La possibilité que l'administration Obama renvoie de nouveaux détenus devant des tribunaux militaires d'exception, à Guantanamo, a déclenché jeudi un torrent de protestations parmi les organisations de défense des droits de l'homme.

Le New York Times a révélé jeudi que le secrétaire américain à la Défense, Robert Gates, allait «bientôt lever l'interdiction d'organiser de nouveaux procès» devant les tribunaux d'exception de Guantanamo, que le président Barack Obama avait imposée au premier jour de son arrivée à la Maison Blanche.

Ces informations n'ont pas été confirmées à l'AFP par le Pentagone jeudi.

Selon le quotidien, trois hommes seraient visés par ces nouvelles charges, parmi lesquels Abd al-Rahim al-Nashiri, accusé d'avoir organisé l'attentat contre le navire USS Cole qui avait fait 17 morts, des militaires américains, au large du Yémen en 2000.

M. Al-Nashiri est un des trois actuels détenus de Guantanamo sur lesquels les autorités américaines ont reconnu avoir exercé des tortures. Selon un rapport de l'inspecteur général de la CIA révélé en août 2009, il a notamment été menacé d'un revolver puis d'une perceuse électrique en marche avant que ses interrogateurs lui laissent entendre qu'ils pourraient violer sa mère en sa présence.

«Juger des détenus de Guantanamo dans un système judiciaire conçu pour assurer des condamnations et non des procès équitables est un coup terrible porté au rétablissement de l'État de droit», a estimé dans un communiqué l'Organisation américaine de défense des libertés civiles (ACLU).

Elle a estimé que la possibilité que M. Al Nashiri soit jugé devant un tribunal militaire d'exception montrait que ceux-ci «sont utilisés pour dissimuler l'utilisation de la torture et condamner sur des éléments douteux qui n'auraient pas été acceptés dans un tribunal de droit commun».

Se disant «très déçu» que l'administration envisage le seul recours à ces tribunaux d'exception, le Centre pour les droits constitutionnels (CCR) a de son côté estimé qu'il s'agissait d'«un système judiciaire de second ordre à l'adresse des Arabes et des musulmans».

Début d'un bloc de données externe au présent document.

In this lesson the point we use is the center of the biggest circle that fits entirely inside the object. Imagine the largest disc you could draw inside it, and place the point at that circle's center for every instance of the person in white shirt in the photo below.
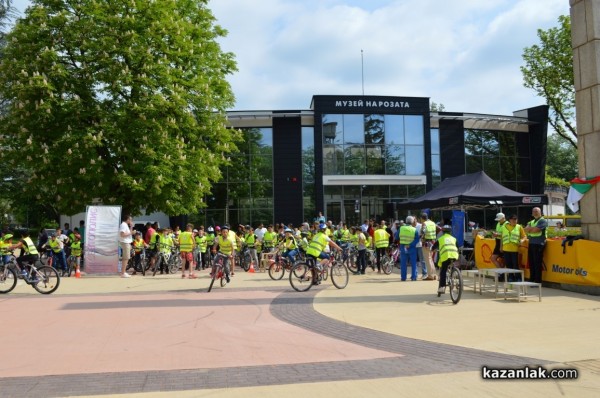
(125, 239)
(260, 232)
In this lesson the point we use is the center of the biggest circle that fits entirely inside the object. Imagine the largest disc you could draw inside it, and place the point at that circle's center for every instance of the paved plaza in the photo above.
(167, 336)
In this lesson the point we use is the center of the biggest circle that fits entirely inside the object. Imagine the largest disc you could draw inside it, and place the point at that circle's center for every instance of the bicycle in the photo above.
(243, 258)
(142, 266)
(44, 279)
(162, 259)
(454, 281)
(278, 266)
(218, 271)
(304, 274)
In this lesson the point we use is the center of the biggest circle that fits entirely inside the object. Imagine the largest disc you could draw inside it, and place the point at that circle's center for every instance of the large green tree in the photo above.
(548, 70)
(561, 158)
(121, 101)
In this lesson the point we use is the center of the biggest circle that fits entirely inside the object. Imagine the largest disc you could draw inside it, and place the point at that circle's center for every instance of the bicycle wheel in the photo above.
(48, 280)
(339, 275)
(157, 264)
(351, 263)
(455, 284)
(301, 277)
(8, 279)
(276, 271)
(174, 264)
(387, 264)
(70, 266)
(131, 266)
(212, 279)
(246, 260)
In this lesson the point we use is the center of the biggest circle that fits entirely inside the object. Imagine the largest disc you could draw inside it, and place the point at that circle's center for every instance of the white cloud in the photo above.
(463, 53)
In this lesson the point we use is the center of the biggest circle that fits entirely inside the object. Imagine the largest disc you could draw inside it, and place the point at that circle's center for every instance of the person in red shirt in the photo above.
(150, 230)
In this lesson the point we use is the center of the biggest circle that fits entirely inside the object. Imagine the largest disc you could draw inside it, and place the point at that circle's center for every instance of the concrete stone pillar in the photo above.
(585, 36)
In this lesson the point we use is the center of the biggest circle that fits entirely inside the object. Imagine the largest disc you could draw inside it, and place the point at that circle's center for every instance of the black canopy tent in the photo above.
(471, 191)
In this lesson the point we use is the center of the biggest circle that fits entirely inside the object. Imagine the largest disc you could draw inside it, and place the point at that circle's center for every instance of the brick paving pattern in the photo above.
(418, 357)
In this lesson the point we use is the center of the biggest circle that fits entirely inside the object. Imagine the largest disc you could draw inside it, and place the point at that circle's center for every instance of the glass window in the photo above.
(394, 160)
(308, 139)
(333, 127)
(398, 191)
(436, 166)
(394, 129)
(413, 127)
(374, 129)
(354, 132)
(472, 143)
(262, 194)
(473, 164)
(262, 168)
(508, 168)
(491, 166)
(354, 159)
(435, 141)
(239, 168)
(260, 141)
(489, 144)
(507, 144)
(333, 160)
(415, 160)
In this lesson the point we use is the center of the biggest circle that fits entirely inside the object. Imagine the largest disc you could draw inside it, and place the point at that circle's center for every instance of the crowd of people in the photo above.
(423, 243)
(417, 238)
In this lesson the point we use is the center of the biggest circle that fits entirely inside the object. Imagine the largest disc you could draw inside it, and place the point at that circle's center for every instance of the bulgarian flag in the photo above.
(579, 186)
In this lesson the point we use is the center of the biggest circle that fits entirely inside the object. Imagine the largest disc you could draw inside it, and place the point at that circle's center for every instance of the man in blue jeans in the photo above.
(58, 254)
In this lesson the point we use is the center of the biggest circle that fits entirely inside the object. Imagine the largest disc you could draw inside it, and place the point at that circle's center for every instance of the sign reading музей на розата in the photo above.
(370, 104)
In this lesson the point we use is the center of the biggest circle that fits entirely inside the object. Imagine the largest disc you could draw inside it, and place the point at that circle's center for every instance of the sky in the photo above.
(464, 54)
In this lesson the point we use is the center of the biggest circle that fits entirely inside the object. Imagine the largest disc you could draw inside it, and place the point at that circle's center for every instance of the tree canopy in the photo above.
(561, 158)
(118, 101)
(548, 70)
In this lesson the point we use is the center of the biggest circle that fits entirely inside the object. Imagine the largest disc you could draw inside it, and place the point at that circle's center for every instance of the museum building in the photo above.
(357, 157)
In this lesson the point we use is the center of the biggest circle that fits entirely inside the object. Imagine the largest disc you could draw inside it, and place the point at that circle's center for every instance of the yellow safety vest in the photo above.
(269, 239)
(317, 245)
(54, 245)
(513, 236)
(186, 242)
(448, 249)
(382, 238)
(407, 234)
(250, 240)
(30, 248)
(225, 245)
(430, 229)
(76, 248)
(533, 223)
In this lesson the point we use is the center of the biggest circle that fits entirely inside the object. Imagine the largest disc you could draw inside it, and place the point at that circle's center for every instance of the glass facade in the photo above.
(373, 144)
(309, 195)
(245, 194)
(369, 145)
(497, 153)
(436, 165)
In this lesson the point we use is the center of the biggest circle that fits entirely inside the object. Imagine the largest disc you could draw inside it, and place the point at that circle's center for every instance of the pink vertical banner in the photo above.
(101, 239)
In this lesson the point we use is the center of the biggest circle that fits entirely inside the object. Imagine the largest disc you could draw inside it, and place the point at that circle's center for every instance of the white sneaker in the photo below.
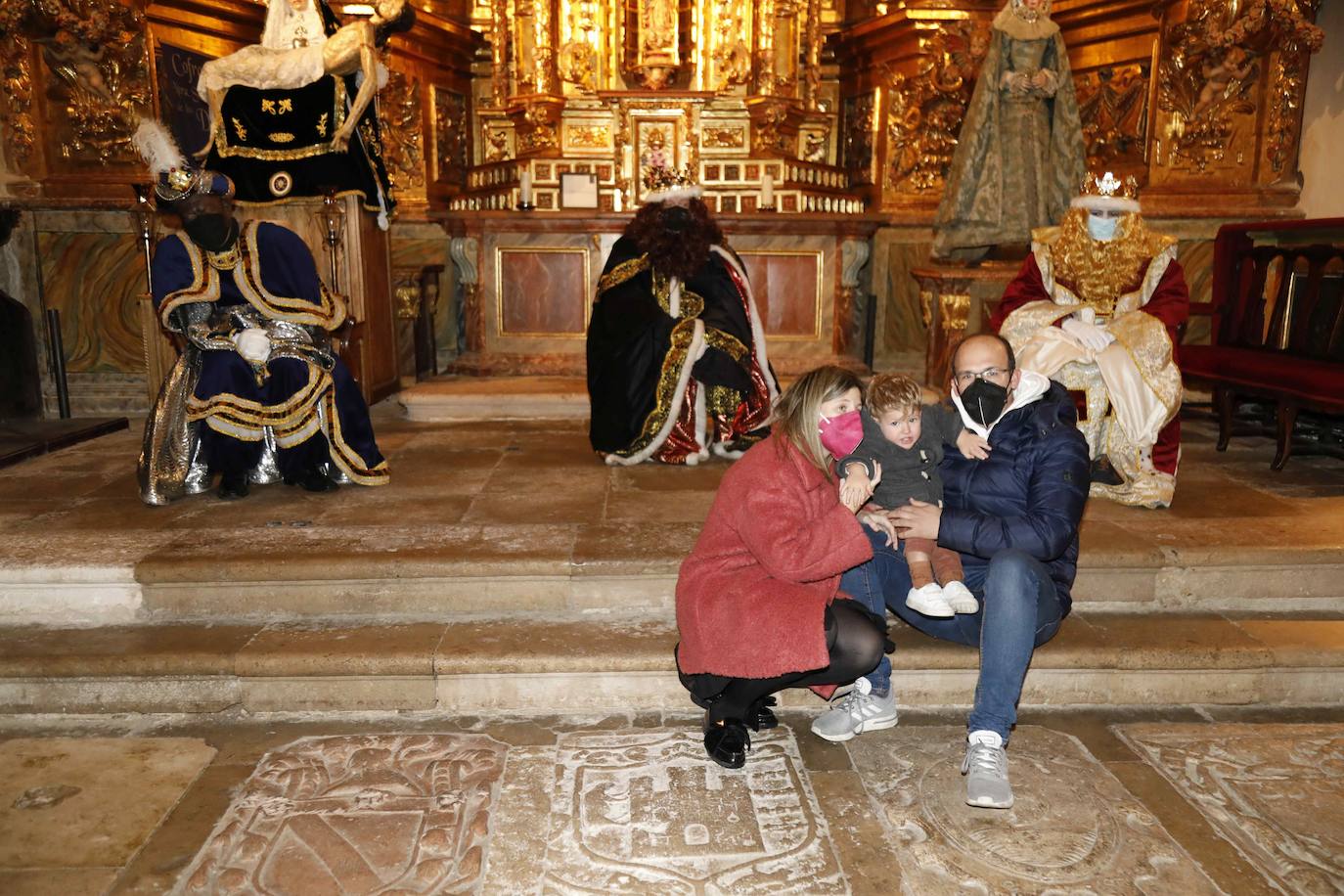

Dans ce concert de critiques, l'organisation Human Rights First (HRF) a relevé que début janvier, le président Obama avait lui-même plaidé pour un système judiciaire double: tribunaux d'exception et tribunaux de droit commun.

«Mais à part un détenu de Guantanamo déclaré coupable par un tribunal fédéral en décembre, M. Obama n'a jamais utilisé ce système», a regretté HRF. «Si l'administration relance les tribunaux militaires d'exception maintenant, sans montrer un changement entre la situation désastreuse créée par l'administration Bush à Guantanamo et de nouveaux procès, le président laissera la marque d'une politique qui ressemble à s'y méprendre à celle de son prédécesseur: tribunaux d'exception et détention illimitée», a ajouté l'organisation.

Enfin, l'association Peaceful Tomorrows de familles de victimes du 11-Septembre, a rappelé que «cette alternative mal adaptée à notre système de justice fédéral va continuer à retarder notre volonté que justice soit faite», presque dix ans après les attentats.

Créés en 2006 et réformés en 2009 par l'administration Obama, les tribunaux militaires d'exception de Guantanamo ont jusqu'ici jugé cinq hommes. Trois d'entre eux ont plaidé coupable, deux ont fait l'objet d'un procès complet. En tout, deux condamnés ont été rapatriés, libres, dans leur pays. Les trois autres purgent leur peine à Guantanamo.